A Pup Pup mummy from the ancient Arctic

More than 50,000 years ago, a sandy lair collapsed on a baby wolf and killed it, closing it away from air and moisture, so that the baby’s body mummified in the cold.

It remained buried in permafrost until four years ago, when global warming and gold mining explored it in the Canadian Yukon, near Dawson.

He wanted a precious metal; what he found was paleontological gold.

This mummy is now on display at the Yukon Beringia Interpretation Center in Whitehorse – her body and fur intact, her lips curled back so that her teeth are visible in what looks a bit like a growl. The puppy is so well kept that it is easy to tell from the visual observation that it is a woman.

It also has a name, Zhur (meaning wolf) in the language of the Trʼondëk Hwëchʼin people, in whose ancestral land the wolf was buried.

Among fossil animals, Zhur is “practically the best-preserved wolf ever found,” said Julie Meachen, a paleontologist and professor of anatomy at Des Moines University in Iowa, who led a team of specialists in using noninvasive techniques, including DNA, biochemistry. and bone structure, to study everything that could be learned about the ancient wolf cub. She and her colleagues published the results Monday in Current Biology.

Angela Perri, an archaeologist at Durham University in England who was not involved in the study but collaborated with Dr. Meachen on other projects, said the study of the chicks was an example of how scientists have come in recent years. get back in deep time and paint a vivid and detailed picture of an individual animal.

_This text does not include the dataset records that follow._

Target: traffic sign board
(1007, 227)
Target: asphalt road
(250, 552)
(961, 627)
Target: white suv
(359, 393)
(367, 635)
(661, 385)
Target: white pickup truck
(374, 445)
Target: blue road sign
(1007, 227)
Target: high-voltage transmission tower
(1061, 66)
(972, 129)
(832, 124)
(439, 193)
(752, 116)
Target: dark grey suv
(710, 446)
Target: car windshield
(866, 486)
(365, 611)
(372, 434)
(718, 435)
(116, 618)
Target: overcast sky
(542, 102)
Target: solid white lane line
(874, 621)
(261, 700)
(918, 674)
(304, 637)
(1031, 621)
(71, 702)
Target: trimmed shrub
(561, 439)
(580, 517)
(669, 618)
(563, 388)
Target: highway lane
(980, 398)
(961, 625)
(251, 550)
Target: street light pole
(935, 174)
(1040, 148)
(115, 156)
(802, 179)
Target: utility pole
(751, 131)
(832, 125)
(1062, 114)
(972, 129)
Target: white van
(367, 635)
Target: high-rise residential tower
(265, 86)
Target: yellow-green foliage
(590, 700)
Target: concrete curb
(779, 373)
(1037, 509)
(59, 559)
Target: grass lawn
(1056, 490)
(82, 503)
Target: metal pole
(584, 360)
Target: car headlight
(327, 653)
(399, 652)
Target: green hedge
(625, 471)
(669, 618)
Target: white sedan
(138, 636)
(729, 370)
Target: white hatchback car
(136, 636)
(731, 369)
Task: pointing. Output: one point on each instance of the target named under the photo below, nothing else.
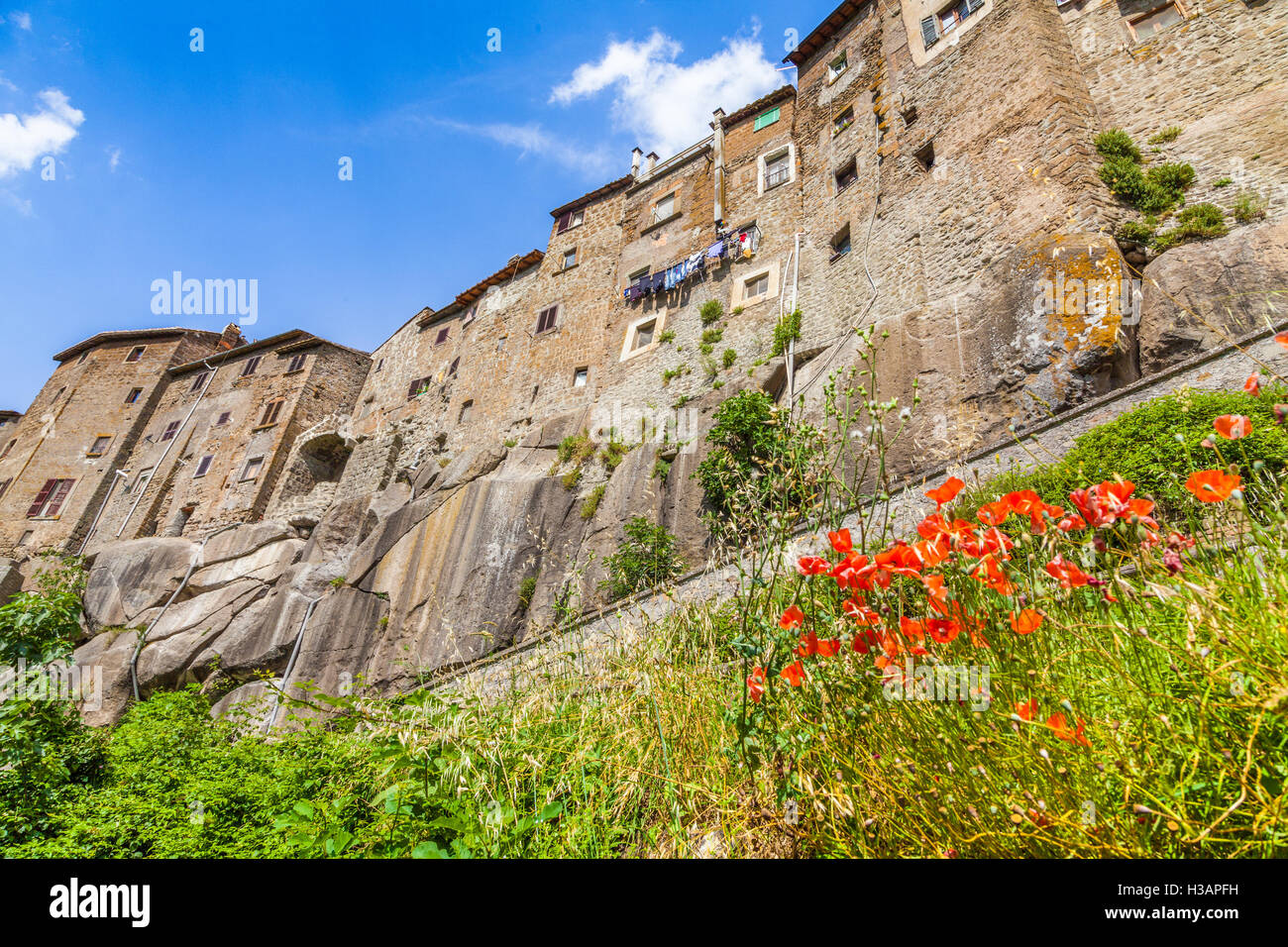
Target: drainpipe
(102, 506)
(717, 147)
(290, 663)
(143, 638)
(167, 446)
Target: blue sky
(224, 162)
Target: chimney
(717, 161)
(231, 338)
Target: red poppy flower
(1212, 486)
(812, 565)
(756, 684)
(841, 541)
(1026, 621)
(947, 492)
(1233, 427)
(794, 674)
(1026, 710)
(1067, 573)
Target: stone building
(217, 444)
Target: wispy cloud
(668, 105)
(533, 140)
(46, 132)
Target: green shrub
(644, 560)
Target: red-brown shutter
(60, 492)
(40, 499)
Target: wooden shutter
(928, 31)
(60, 492)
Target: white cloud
(46, 132)
(668, 105)
(532, 140)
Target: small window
(778, 169)
(643, 335)
(767, 119)
(270, 412)
(925, 157)
(51, 499)
(837, 67)
(664, 208)
(574, 218)
(846, 174)
(546, 318)
(840, 244)
(842, 121)
(1155, 21)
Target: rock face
(1202, 295)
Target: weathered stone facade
(932, 174)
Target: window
(1155, 21)
(840, 244)
(842, 121)
(664, 208)
(546, 318)
(270, 411)
(836, 68)
(846, 174)
(778, 169)
(574, 218)
(51, 499)
(767, 119)
(925, 155)
(643, 335)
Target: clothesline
(735, 247)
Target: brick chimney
(231, 338)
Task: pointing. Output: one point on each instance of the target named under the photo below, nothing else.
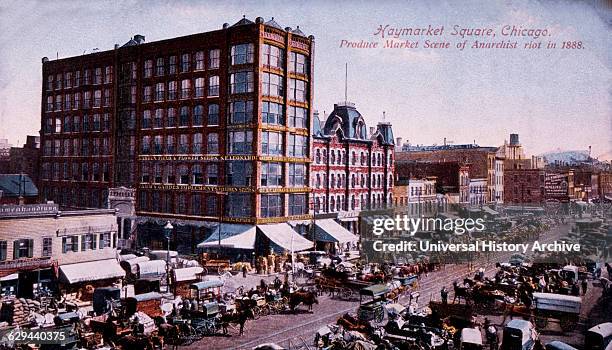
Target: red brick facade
(206, 125)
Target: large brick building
(26, 159)
(211, 127)
(482, 161)
(452, 178)
(524, 186)
(352, 168)
(39, 242)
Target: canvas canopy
(91, 271)
(285, 237)
(328, 230)
(232, 236)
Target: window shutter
(16, 249)
(30, 248)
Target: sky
(555, 99)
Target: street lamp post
(167, 232)
(220, 201)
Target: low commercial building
(17, 189)
(39, 246)
(478, 191)
(418, 197)
(524, 186)
(452, 178)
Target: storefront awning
(328, 230)
(91, 271)
(490, 211)
(285, 237)
(232, 236)
(370, 219)
(187, 274)
(151, 268)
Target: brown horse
(239, 317)
(307, 298)
(135, 342)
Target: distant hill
(566, 157)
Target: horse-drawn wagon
(214, 264)
(206, 290)
(374, 308)
(565, 308)
(343, 288)
(206, 320)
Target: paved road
(297, 331)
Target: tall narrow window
(241, 112)
(185, 61)
(213, 114)
(213, 86)
(272, 56)
(212, 144)
(241, 82)
(242, 53)
(198, 115)
(199, 60)
(214, 58)
(199, 91)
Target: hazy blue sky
(552, 98)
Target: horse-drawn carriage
(214, 264)
(207, 290)
(374, 308)
(206, 321)
(345, 289)
(565, 308)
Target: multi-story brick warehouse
(352, 170)
(484, 162)
(210, 127)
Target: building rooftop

Researchers, she said, were able to ask not just “how were arctic wolves?” but “What was the life of this wolf?”

The first stroke of luck, Dr. Meachen said, was the discovery and preservation of the chicks. Due to climate change, the permafrost in the Yukon is melting, as it is around the world. And in Siberia, warming has revealed many valuable fossils.

The miner who found the mummified chick, Neil Loveless, notified Grant Zazula, a paleontologist with the Yukon Territorial Government, who contacted Dr. Meachen. She and Dr. Zazula brought together an interdisciplinary team of Canadian and American scientists to study Zhur.

Using a variety of methods, such as carbon dating, DNA studies of the evolutionary era of fossils, and chemical studies of the oxygen levels in the specimen, these were reduced to the time Zhur lived, by about 56,000 to 57,000. years ago. It was an easy time in an ice age called interstate, when temperatures were warm enough for rivers and streams in the area.

Looking at the X-rays of the bones and the development of the teeth in Zhur, they knew that he was between 6 and 7 weeks old at the time of his death. She was in good health and well fed, and the soil in which the lair was dug was sandy and therefore unstable, so the researchers concluded that she most likely died when the lair collapsed. The fate of her probable colleagues, mother and the rest of the pack is a mystery.

His DNA study showed he was a Pleistocene arctic wolf, the same species as today’s gray wolves, but not a direct ancestor. Just as humans came from Eurasia in multiple waves, so did wolves.

Her world was one of the great herbivores and other carnivores, many of them gone, such as sword-toothed cats, cave bears, and American lions. The wolves of the time preyed on large mammals, such as caribou, but a look at the chemicals preserved in Zhur’s bones showed that her diet was difficult for sea creatures, most likely salmon.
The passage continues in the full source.